Am Umzugstag und danach
Auch wenn Sie Ihren Umzug bestmöglich geplant und vorbereitet haben, Pannen können trotzdem passieren. Bewahren Sie dann dennoch möglichst die Ruhe. Sie sind auf jeden Fall gut gewappnet, wenn Sie folgende Gegenstände griffbereit haben: Werkzeug, Klebeband, Taschenlampe, Verlängerungskabel, Erste-Hilfe-Tasche.

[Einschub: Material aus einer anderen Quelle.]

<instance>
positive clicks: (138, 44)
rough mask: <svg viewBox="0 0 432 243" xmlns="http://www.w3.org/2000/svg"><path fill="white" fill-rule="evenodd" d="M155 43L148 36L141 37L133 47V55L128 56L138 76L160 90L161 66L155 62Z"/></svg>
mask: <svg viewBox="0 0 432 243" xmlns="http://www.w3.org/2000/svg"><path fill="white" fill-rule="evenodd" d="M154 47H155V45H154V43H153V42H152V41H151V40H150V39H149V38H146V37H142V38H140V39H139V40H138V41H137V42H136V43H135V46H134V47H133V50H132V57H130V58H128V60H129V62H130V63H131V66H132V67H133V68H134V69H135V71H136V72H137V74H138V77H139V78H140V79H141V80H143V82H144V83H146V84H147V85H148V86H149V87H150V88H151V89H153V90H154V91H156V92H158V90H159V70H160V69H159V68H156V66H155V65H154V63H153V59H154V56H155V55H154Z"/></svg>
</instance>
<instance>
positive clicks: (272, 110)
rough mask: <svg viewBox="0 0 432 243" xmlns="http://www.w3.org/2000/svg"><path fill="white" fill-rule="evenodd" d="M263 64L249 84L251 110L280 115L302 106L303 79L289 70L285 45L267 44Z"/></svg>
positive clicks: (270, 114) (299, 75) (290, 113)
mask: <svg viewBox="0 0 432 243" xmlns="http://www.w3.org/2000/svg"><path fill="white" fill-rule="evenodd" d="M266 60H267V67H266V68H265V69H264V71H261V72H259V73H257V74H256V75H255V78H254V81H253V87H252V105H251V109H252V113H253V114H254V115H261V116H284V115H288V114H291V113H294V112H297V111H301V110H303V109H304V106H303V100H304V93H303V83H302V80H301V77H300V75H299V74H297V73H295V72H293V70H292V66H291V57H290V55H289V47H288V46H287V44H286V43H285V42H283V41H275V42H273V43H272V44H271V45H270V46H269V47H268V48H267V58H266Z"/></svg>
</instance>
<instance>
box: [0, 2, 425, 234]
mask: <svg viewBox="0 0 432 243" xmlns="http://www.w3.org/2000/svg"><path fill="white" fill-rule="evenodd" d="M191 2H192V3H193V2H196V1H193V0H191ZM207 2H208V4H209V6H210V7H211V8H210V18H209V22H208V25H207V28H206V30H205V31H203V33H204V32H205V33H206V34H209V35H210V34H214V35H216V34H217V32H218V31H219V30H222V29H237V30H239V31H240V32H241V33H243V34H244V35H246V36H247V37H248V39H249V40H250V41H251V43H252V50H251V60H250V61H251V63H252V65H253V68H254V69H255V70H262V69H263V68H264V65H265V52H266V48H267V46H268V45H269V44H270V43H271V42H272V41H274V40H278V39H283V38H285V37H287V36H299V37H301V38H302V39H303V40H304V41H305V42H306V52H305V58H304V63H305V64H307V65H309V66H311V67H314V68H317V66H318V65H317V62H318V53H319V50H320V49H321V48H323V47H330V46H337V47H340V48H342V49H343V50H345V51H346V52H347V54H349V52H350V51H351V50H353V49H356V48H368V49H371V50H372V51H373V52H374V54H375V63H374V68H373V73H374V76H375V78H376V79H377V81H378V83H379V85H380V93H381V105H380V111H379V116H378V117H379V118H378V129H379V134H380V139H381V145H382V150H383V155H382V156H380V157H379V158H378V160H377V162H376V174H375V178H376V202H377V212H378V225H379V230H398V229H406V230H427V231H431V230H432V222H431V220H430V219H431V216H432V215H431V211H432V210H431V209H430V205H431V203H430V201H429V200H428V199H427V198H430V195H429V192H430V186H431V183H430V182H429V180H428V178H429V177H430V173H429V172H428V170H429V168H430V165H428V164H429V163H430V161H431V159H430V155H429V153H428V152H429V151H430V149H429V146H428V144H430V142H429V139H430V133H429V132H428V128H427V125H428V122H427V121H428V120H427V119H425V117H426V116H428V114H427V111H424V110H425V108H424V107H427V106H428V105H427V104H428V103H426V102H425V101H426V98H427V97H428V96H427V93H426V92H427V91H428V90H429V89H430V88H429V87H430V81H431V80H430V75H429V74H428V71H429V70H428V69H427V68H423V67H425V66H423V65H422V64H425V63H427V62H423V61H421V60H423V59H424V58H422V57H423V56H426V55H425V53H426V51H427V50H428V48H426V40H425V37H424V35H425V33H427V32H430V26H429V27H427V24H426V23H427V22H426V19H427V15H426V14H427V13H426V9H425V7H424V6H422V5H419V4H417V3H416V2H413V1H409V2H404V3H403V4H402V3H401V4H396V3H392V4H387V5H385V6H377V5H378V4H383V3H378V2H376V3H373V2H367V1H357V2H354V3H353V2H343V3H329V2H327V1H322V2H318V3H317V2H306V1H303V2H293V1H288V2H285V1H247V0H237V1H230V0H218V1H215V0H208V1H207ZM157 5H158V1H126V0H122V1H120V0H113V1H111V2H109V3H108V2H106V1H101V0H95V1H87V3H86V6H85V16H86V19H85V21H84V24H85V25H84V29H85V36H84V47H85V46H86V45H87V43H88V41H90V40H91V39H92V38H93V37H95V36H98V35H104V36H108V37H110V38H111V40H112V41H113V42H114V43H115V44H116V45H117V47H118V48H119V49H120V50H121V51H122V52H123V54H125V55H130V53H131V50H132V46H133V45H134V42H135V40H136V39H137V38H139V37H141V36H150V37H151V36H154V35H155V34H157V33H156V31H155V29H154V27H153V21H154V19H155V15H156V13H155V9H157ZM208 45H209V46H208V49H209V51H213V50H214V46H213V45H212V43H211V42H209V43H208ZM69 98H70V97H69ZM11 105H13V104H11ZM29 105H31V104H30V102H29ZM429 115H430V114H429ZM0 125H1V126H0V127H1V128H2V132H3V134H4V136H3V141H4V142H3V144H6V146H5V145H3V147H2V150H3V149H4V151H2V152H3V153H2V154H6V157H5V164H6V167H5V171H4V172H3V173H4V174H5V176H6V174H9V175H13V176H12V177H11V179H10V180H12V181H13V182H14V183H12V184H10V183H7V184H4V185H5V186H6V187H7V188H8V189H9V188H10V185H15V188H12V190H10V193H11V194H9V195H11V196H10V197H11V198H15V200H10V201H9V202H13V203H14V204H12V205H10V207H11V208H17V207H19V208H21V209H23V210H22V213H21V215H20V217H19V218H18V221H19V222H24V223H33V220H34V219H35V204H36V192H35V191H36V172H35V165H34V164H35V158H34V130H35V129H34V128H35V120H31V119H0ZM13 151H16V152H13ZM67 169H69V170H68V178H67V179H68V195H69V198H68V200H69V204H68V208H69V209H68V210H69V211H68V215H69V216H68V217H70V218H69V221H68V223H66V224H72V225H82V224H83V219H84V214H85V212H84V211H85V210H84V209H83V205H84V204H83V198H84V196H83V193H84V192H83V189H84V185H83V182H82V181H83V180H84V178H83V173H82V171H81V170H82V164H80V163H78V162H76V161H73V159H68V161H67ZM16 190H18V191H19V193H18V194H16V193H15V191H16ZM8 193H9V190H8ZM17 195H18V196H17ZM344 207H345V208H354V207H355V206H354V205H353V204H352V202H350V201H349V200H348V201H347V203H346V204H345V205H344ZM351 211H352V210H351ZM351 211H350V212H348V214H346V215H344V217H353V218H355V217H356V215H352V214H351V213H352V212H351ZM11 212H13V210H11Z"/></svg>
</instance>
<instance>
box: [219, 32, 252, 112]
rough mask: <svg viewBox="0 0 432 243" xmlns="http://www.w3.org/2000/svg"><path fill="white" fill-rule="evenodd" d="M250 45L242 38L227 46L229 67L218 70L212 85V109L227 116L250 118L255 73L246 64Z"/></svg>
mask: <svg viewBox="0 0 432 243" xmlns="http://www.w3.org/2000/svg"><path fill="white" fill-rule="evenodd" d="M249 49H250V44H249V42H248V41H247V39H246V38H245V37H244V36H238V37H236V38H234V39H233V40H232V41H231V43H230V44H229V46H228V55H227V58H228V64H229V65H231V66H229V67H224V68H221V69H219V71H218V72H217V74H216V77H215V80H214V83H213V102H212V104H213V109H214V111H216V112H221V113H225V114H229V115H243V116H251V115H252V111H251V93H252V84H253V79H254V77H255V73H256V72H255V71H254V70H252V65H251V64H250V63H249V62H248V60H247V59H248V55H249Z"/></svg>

Mit diesen Gegenständen können Sie bei kleinen Pannen schnell eingreifen. Weitere Tipps sind: Prüfen Sie bei Ihrem Ein- oder Auszug in einem Mehrfamilienhaus das Treppenhaus vor und nach dem Umzug auf Schäden. Weisen Sie Ihre Umzugshelfer ein. Helfen Sie dabei, den LKW zu beladen. Ein Helfer sollte stets beim Fahrzeug bleiben, damit nichts daraus verschwindet. Stellen sie Getränke und einen Imbiss für Ihre Helfer bereit. Achten Sie beim Ausladen darauf, dass Kisten und Möbel möglichst in die richtigen Zimmer gebracht werden. Prüfen Sie bei einem Umzug mit einem Unternehmen frühzeitig, ob etwas beschädigt wurde: Äußerlich erkennbare Schäden müssen innerhalb eines Tages, verdeckte innerhalb von 14 Tagen angezeigt werden. Abnahmeprotokoll mit dem Vermieter/Käufer der alten Wohnung erstellen und unterzeichnen. Schlüsselübergabe. Bewahren Sie Rechnungen rund um Ihren Umzug auf, wenn Sie diese bei Ihrer Einkommensteuererklärung berücksichtigen wollen.